Putti Simonetta (2009), Chirone. Dinamiche dell’identità di genere, Alpes Italia, Roma.

Il tema dell’orientamento sessuale egodistonico è uno dei più controversi sia per la sua concettualizzazione che per quanto riguarda le proposte di intervento e, troppo spesso, vengono assunte posizioni ideologiche e toni esasperati e polemici. Ma, come evidenzia Simonetta Putti, «in questa polarizzazione si attestano nicchie di pensiero e di giudizio in cui lo stigma perdura, spesso con conseguenze demolitive per l’integrità psichica dei soggetti non chiaramente inscrivibili nei ruoli consuetamente assegnati dalla cultura». Il libro curato da Putti esce da questa modalità comunicativa tipica dei talk show e si distingue per alcuni importanti meriti.

Non sostiene delle posizioni a priori ma è scientificamente fondato: parla di modelli terapeutici, antropologici, filosofici e di legislazione, di ascolto della sofferenza del paziente, di libertà circa la scelta dei propri oggetti di amore, di responsabilità del terapeuta di fronte alle domande del paziente, di «fiducia, rispetto, correttezza, attendibilità». Inoltre, i toni con i quali vengono presentate le idee sono pacati, senza cercare di imporle ma cercando di esprimerle e condividerle. I temi dell’omosessualità e dell’identità di genere vengono poi affrontati da più punti di vista – psicoterapeutico, giuridico, antropologico, filosofico – e da diversi autori.

La persona sofferente non viene ridotta al solo comportamento sessuale – etero o omo – o alla scelta del tipo di partner con il quale avere rapporti sessuali. Al contrario, viene data vitale importanza alle dinamiche che animano e fondano la natura e la personalità di ogni uomo internamente ed intimamente, così come quelle nelle quali è immerso esternamente.

A partire da questi presupposti la scelta che il paziente si trova a dover fare non è più, e non solo, quella di agire o meno i propri comportamenti sessuali o di scegliere con chi farlo. È,  piuttosto, la scelta di essere un Uomo e di come riuscire ad esserlo. È una scelta esistenziale e, per questo, più profonda e complessa riguardo a quella che concerne l’orientamento sessuale che, invece, ne è solo una parte. Come afferma M.M. nel primo capitolo “ciò che conta è essere un Uomo, in qualsiasi modo». Questa è una scelta ed un cammino all’interno dei quali sia i risultati che le rinunce e le sofferenze acquisiscono un senso. Sempre M. M. sottolinea come «solo di recente ho accettato la bellezza della mia esperienza relativa e la felicità anche delle eventuali sconfitte rispetto alle idee che abbiamo di noi; ho sentito e capito che bisogna amare e gioire del proprio cammino esistenziale, bisogna lasciarsi essere, affidarsi al proprio bene possibile. Allora, paradossalmente, non bisogna inseguire la chimera della perfezione o della felicità come idee astratte quanto, piuttosto, accettare , e quasi difendere, anche la sofferenza come ricchezza della nostra vita».

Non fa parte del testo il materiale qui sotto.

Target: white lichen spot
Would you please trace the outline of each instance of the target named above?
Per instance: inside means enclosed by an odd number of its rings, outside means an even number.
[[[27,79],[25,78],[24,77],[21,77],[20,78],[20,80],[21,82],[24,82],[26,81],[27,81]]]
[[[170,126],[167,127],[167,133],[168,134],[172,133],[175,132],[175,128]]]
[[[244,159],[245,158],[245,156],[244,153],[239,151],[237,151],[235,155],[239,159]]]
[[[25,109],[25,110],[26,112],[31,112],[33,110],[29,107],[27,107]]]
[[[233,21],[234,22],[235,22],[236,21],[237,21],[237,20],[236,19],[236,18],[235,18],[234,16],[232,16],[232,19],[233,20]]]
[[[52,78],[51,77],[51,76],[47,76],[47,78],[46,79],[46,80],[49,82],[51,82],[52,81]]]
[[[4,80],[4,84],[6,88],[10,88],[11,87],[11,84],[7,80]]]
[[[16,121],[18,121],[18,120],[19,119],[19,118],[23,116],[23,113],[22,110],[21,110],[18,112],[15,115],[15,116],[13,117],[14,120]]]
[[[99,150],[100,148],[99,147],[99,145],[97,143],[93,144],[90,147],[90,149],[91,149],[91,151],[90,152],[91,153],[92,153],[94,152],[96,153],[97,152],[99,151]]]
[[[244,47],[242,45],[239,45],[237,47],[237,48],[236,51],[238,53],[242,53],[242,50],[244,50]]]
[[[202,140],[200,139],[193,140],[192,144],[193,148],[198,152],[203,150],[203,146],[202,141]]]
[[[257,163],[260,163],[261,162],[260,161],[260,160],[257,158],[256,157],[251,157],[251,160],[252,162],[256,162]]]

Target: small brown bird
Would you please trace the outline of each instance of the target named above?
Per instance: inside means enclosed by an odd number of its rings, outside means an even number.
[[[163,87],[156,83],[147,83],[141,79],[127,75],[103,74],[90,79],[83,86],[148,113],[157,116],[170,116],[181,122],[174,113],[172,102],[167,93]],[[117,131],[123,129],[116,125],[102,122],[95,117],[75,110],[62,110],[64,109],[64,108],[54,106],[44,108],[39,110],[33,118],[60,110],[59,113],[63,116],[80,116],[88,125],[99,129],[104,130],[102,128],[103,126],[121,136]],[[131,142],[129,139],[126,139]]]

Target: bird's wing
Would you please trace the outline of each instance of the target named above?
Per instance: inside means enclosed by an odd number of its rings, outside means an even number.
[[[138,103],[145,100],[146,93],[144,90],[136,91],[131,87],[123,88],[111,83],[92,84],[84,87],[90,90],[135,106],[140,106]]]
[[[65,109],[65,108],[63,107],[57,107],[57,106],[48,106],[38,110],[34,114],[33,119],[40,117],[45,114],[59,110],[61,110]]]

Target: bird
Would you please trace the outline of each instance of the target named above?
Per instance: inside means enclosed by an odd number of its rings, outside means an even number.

Il libro di Simonetta Putti ci ricorda che, quando ci troviamo a dover aiutare un paziente che vive con sofferenza il proprio orientamento sessuale è lui che dobbiamo aiutare a comprendere ed integrare le diverse dinamiche che lo costituiscono e lo animano, e non le ideologie o gli ipotetici gruppi di appartenenza ai quali è assimilabile, ad esempio, per il proprio orientamento o i propri valori.

Il libro si conclude con una magistrale postfazione di Bruno Callieri che, in pochissime pagine, trasmette l’importanza di non dare per scontate ed assolute le nostre convinzioni di professionisti della salute mentale, ma di saperci sempre confrontare con molteplici punti di vista provenienti da diversi ambiti del sapere. Ogni persona, infatti, è troppo complessa e ricca per essere riducibile e comprensibile a partire da un solo punto di vista. Come afferma Callieri «Moins on a des connaissances, plus on a des convinctions».